Mr Duursema said the school had upped its already successful wellbeing program, with tutor programs continuing from last year, and assigning every adult in the school to multiple students to mentor, but with the pandemic in full swing, mental health issues were bound to be exacerbated.
“Ideally, we wish we weren’t in this scenario, but I think we are doing as well as we can,” he said.
“We’re really hoping lockdown 6.0 is going to be the last lockdown ever, but we’ll just have to see.
“There’s a level of tension and angst that comes with the uncertainty, but hopefully we can get through this final stretch.”
Catholic College Sale declined to comment.

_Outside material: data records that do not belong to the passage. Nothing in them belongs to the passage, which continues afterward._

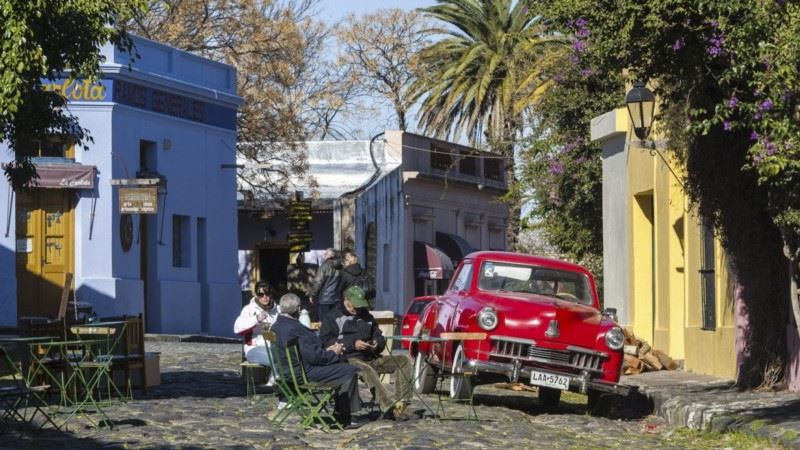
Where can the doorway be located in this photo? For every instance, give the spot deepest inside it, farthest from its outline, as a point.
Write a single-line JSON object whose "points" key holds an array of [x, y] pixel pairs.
{"points": [[272, 264], [44, 249]]}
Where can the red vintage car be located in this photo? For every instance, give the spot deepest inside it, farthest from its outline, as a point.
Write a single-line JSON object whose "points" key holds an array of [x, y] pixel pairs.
{"points": [[411, 317], [542, 322]]}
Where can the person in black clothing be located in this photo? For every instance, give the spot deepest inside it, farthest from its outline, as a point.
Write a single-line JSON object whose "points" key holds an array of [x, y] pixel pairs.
{"points": [[351, 272], [320, 364], [327, 289], [351, 325]]}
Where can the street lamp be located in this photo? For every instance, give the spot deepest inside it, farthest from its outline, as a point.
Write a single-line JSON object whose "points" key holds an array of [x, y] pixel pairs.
{"points": [[641, 105]]}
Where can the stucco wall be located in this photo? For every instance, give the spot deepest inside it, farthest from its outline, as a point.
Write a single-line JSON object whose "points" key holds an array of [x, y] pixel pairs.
{"points": [[189, 154]]}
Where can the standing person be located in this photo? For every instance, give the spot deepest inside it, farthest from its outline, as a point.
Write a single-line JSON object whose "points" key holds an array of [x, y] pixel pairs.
{"points": [[355, 275], [257, 315], [322, 365], [351, 325], [327, 289], [351, 272]]}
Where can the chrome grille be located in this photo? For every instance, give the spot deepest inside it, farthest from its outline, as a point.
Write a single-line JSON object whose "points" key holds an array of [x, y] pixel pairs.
{"points": [[526, 350]]}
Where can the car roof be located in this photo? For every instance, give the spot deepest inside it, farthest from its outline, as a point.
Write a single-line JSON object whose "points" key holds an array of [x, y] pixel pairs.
{"points": [[524, 258]]}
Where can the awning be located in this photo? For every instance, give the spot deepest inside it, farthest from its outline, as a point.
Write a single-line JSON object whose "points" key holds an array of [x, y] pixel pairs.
{"points": [[456, 247], [65, 176], [431, 263]]}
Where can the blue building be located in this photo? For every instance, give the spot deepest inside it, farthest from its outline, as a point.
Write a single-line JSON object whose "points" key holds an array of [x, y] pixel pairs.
{"points": [[164, 138]]}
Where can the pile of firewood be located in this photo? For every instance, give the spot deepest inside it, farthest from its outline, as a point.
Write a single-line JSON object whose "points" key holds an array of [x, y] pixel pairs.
{"points": [[640, 357]]}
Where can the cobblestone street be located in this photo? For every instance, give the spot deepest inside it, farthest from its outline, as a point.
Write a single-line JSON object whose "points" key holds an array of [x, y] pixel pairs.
{"points": [[201, 403]]}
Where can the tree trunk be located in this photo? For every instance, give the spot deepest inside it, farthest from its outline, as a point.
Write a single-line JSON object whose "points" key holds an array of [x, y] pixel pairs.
{"points": [[792, 256]]}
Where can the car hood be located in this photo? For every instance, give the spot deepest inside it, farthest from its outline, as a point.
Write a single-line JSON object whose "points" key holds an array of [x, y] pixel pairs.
{"points": [[528, 316]]}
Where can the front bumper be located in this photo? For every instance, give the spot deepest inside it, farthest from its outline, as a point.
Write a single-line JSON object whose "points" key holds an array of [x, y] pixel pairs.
{"points": [[514, 370]]}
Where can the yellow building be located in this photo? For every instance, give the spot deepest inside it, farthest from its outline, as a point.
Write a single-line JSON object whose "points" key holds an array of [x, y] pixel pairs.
{"points": [[664, 270]]}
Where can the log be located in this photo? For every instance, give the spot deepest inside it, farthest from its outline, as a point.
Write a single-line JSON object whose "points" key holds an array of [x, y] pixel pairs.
{"points": [[650, 360], [666, 361], [632, 365]]}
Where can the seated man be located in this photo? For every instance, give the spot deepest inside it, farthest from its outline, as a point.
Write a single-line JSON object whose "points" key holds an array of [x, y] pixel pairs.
{"points": [[257, 315], [351, 325], [320, 364]]}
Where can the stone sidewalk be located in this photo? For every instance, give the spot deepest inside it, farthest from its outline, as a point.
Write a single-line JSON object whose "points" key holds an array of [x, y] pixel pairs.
{"points": [[702, 402]]}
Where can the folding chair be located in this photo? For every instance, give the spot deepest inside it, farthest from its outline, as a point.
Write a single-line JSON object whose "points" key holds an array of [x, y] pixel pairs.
{"points": [[282, 381], [96, 359], [313, 398], [16, 396]]}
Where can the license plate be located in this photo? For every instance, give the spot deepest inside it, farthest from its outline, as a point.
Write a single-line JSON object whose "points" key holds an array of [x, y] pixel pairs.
{"points": [[550, 380]]}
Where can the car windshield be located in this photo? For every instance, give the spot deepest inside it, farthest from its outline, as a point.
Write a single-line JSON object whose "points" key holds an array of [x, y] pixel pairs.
{"points": [[418, 306], [562, 284]]}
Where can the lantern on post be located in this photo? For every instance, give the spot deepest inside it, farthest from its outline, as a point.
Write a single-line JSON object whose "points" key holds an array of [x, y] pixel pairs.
{"points": [[641, 106]]}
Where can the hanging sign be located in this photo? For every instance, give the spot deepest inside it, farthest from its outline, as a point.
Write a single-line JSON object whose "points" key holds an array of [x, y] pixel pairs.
{"points": [[138, 200]]}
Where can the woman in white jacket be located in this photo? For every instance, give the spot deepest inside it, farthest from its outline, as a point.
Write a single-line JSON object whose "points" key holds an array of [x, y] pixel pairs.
{"points": [[255, 317]]}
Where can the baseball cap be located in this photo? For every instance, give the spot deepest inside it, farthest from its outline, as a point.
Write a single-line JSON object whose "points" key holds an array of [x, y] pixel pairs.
{"points": [[356, 297]]}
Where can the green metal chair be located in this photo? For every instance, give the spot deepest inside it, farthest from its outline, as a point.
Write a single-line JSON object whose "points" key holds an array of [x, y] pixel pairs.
{"points": [[310, 399], [17, 396]]}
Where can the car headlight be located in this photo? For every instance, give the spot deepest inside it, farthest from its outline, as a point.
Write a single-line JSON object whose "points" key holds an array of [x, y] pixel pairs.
{"points": [[615, 338], [487, 319]]}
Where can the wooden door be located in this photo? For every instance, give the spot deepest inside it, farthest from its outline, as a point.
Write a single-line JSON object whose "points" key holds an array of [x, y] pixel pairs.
{"points": [[45, 249]]}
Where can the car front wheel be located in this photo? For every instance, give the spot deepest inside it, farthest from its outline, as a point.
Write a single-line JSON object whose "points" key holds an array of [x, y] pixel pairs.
{"points": [[460, 384], [424, 375]]}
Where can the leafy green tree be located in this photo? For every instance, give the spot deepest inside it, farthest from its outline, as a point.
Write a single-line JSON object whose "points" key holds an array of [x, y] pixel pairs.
{"points": [[727, 79], [483, 75], [43, 39]]}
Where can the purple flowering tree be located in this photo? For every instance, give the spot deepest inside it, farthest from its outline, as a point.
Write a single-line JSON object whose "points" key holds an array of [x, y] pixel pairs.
{"points": [[726, 76]]}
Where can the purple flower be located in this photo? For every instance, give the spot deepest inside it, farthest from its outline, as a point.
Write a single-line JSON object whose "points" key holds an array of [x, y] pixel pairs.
{"points": [[579, 46], [770, 146]]}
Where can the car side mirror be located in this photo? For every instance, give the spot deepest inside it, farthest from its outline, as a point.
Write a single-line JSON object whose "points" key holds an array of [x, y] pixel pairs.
{"points": [[611, 313]]}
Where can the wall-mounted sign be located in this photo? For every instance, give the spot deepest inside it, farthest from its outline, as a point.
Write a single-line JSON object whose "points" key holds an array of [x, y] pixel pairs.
{"points": [[144, 97], [138, 200], [299, 216]]}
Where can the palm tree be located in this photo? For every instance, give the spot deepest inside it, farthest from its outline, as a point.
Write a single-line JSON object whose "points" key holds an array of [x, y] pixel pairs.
{"points": [[479, 79]]}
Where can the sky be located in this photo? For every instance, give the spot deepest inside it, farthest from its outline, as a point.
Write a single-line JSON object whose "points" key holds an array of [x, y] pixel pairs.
{"points": [[333, 11]]}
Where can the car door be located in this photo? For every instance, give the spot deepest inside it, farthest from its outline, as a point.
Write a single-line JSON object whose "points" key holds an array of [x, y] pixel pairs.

Sale mental health clinic HeadtoHelp Wellington, at Inglis Medical Centre, has experienced an increase in adolescents over the past few weeks, with psychologist Muhammad Yousuf saying the narrative was similar to those doing VCE.
“Students are experiencing a lot of stress from going back and forth, back and forth, from online to in person,” he said.
“Without COVID-19, year 12 already is stressful enough, so adding COVID in on top of that… you have to learn not to be so hard on yourself, and how to manage the changes.”
Mr Yousuf said it only took him an extra year to get to where he wanted to be, when he didn’t do as well during Year 12 as he had hoped.
“VCE is not as life-defining as most point it out to be. If you don’t do as well, there’s always options, there’s always pathways,” he said.
The psychologist advised students to take regular breaks, separate things down to one task at a time and focus on the basics.
“Sleep, exercise and diet … it does make a difference, and if you can only focus of one of the three, I would recommend sleep,” Mr Yousuf said.
“A lot of students weigh up between sleep and study. Find a routine — nine hours ideally. The more alert you are, the better you can perform.
“Plan some time away from school to do your hobbies, activities, whatever works for you.”
Mr Yousef couldn’t emphasis enough the importance of communication.
“When in doubt, always reach out. Reach out to whoever is close to you,” he said.
“It’s very easy not to notice how stressed you’re getting focussing on the task at hand, so it’s important to talk to people. Talk about anything — it doesn’t have to be about school work.
“If friends and family aren’t doing it for you, seek out a professional service.”
There are a range of services ready to help any student who may be struggling coming into the final stretch.
HeadtoHelp is a free mental health service, based out of Inglis Medical Centre, Sale, which Mr Yousuf described as “a good place to start”.
The entry-level ‘walk-in’ service offers psychologists, mental health nurses, social workers, occupational therapist and care coordinators, and no referral is needed.
To book an appointment, phone 1800 595 212. Headspace or eheadspace is a free professional mental health, general and sexual health support service for young people aged 12 to 25, and there is a satellite branch at 453 Raymond St, Sale.
Kids Helpline provides free, private and confidential 24-7 phone and online counselling service for young people aged five to 25, available by phoning 1800 55 1800.
ReachOut is an online mental health organisation for young people and their parents that
offers practical support, tools and tips, available at au.reachout.com.
Services that can help parents decide if their child needs more support include Parentline (phone 1300 30 1300), Lifeline (for 24 hour crisis support and suicide prevention strategies, phone 131 114) and Beyond Blue (phone 1300 224 636).
If anyone is in immediate danger, phone 000.